• Open Access

Cost of using a patient tracer to reduce loss to follow-up and ascertain patient status in a large antiretroviral therapy program in Johannesburg, South Africa

Authors

  • Sydney Rosen,

    1.  Center for Global Health and Development, Boston University, Boston MA, USA
    2.  Health Economics and Epidemiology Research Office, Wits Health Consortium, Johannesburg, South Africa
    3.  Faculty of Health Sciences, University of the Witwatersrand, Johannesburg, South Africa
    Search for more papers by this author
  • Mpefe Ketlhapile

    1.  Health Economics and Epidemiology Research Office, Wits Health Consortium, Johannesburg, South Africa
    Search for more papers by this author

Corresponding Author Sydney Rosen, Center for Global Health and Development, Boston University School of Public Health, 801 Massachusetts Ave, Crosstown 3rd Floor, Boston, MA 02118, USA. Tel.: +1 617 414 1273; E-mail: sbrosen@bu.edu

Summary

Objective  To evaluate a pilot intervention to engage a patient tracer to follow up lost patients at a large public clinic in South Africa.

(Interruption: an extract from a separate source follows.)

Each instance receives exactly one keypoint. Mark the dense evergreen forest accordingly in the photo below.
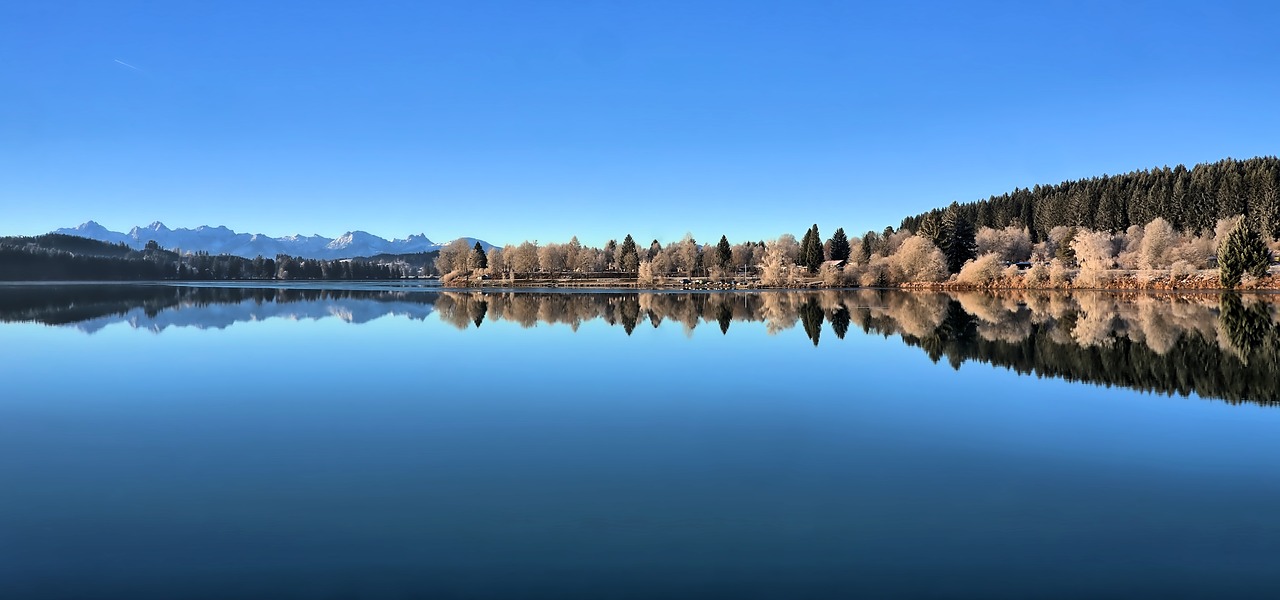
(1191, 200)
(56, 257)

Methods  A social worker spent 4 months contacting by telephone a random sample of patients who had initiated antiretroviral therapy (ART) at least 6 months earlier and were ≥1 month late for a scheduled visit. The tracer was authorized to assist patients to return to care if needed. Cost was calculated from the perspective of the clinic.

Results  The tracer was able to determine the final status of 260 of a sample of 493 lost patients. Of the 260, 55 (21%) had died, 56 (21%) were still on ART at the same site, 79 (30%) reported transferring to another site and 70 (27%) had discontinued treatment. Among those discontinuing, commonly cited reasons were relocation (n = 18, 26%), traditional medicine or religious beliefs (n = 11, 16%), fear of disclosure or other family barriers (n = 9, 13%), and employment obstacles (n = 7, 10%). Twenty patients returned to care at the original site as a result of the intervention, at an average cost of $432 per patient returned.

Conclusions  A patient tracer was an effective way to determine the final status of lost patients and succeeded in returning some to care, but the cost per patient returned was high. Better information systems allowing sites to track deaths and transfers would greatly improve the efficiency of loss to follow-up interventions.